Nesta segunda-feira (4), a Assembleia Legislativa do Paraná promoveu, no Plenarinho da Casa de Leis, uma audiência pública com o tema: “Autismo na adolescência e na vida adulta: desafios e caminhos”. O objetivo da iniciativa do deputado estadual Bazana (PSD) foi promover o debate, buscando propostas concretas para a inclusão social, educacional e na saúde.

De acordo com o proponente da audiência, muitas vezes se fala apenas do diagnóstico precoce do autismo, mas também é necessário debater o transtorno em adolescentes e adultos, para garantir mais qualidade de vida a eles e às suas famílias. “Queremos levar isso ao Paraná e ao Brasil para que possamos, junto com esses profissionais, buscar mais atendimento qualificado, qualificar ainda mais os nossos profissionais e garantir qualidade de vida a adolescentes e adultos com TEA. Já avançamos muito, mas ainda há muito a ser feito.”

“Enquanto parlamentar e enquanto sociedade, falamos muito sobre o autismo na infância, mas não estamos nos preparando para os jovens e adultos.

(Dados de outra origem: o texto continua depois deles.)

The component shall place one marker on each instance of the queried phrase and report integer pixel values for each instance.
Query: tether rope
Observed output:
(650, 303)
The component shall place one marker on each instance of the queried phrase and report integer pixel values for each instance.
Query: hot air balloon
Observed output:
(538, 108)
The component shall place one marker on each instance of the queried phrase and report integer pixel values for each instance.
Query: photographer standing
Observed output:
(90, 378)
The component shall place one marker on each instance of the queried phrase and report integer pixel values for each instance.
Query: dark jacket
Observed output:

Estamos trabalhando para isso aqui na Assembleia e com o Governo, para garantir acesso, emprego e oportunidades”, disse a 1ª vice-presidente da Assembleia, deputada Flavia Francischini (PL), que é mãe atípica de Bernardo, de 15 anos.

Políticas públicas

O ex-secretário de Desenvolvimento Social e Família do Paraná (Sedef), Rogério Carboni, destacou a necessidade de ampliar o debate público e o cuidado com pessoas com transtorno do espectro autista, ressaltando que a condição exige atenção contínua e diferenciada, conforme o grau de suporte de cada indivíduo. “A população precisa entender que ainda há muito a ser feito. O autismo exige cuidado, respeito e políticas públicas eficazes. Muitas famílias enfrentam dificuldades enormes, especialmente mães solo que assumem sozinhas a responsabilidade por filhos que necessitam de atendimento especializado”, afirmou. Ele também alertou para a visão equivocada sobre o tema: “Às vezes, o autismo é romantizado, como se fosse apenas sinônimo de inteligência ou hiperfoco, mas há muitos casos em que o sofrimento é intenso, tanto para a pessoa quanto para a família.”

Carboni elogiou a realização de audiências públicas e ações voltadas à inclusão, além de iniciativas do Governo do Estado. Ele ainda citou avanços, como a criação do fundo estadual para pessoas com deficiência e os índices de inclusão escolar. “Já alcançamos mais de 80% de inclusão, mas ainda há casos que exigem acolhimento mais específico, com atendimento especializado. É preciso continuar avançando para garantir dignidade e suporte adequado a todos”, destacou.

O advogado Rogério Leite, coordenador de Garantias de Direitos das Pessoas com Deficiência da Sedef, destacou o trabalho desenvolvido pelo Governo do Estado em parceria com a Assembleia Legislativa na formulação de políticas públicas voltadas às pessoas com deficiência, incluindo o transtorno do espectro autista. “Temos atuado intensamente por meio da Secretaria de Desenvolvimento Social e Família, em conjunto com a Coordenação dos Direitos da Pessoa com Deficiência, além da colaboração com a Assembleia Legislativa na elaboração e análise técnica de projetos de lei. Esse esforço tem como objetivo garantir direitos não apenas às pessoas com autismo, mas também às suas famílias”, afirmou.

Ele também ressaltou a importância do acesso a serviços e da criação de instrumentos que assegurem cidadania. “É fundamental que a população, independentemente da idade, tenha acesso a tratamento, educação e políticas públicas adequadas. Um exemplo disso é a Carteira de Identificação da Pessoa com Transtorno do Espectro Autista (CIPTEA), que garante uma série de direitos. Além disso, a nova Carteira de Identidade Nacional já permite a inclusão da identificação da deficiência, o que amplia o reconhecimento e facilita o acesso a serviços”, explicou, ao destacar que essas iniciativas contribuem para dar visibilidade e assegurar direitos a essa população.

Educação especial

Maíra de Oliveira, chefe do Departamento de Educação Inclusiva da Secretaria de Estado da Educação (Seed), informou que hoje são 53 mil matrículas de estudantes autistas na rede regular, sendo 30% deles na idade adulta. Além disso, são 17 mil nas escolas especializadas (Apaes). “Temos muito ainda a aprender com eles e por eles, mas momentos como este ajudam a pensar em caminhos para alegria, felicidade e desenvolvimento pleno — não como dizem que tem que ser, mas como eles realmente precisam.”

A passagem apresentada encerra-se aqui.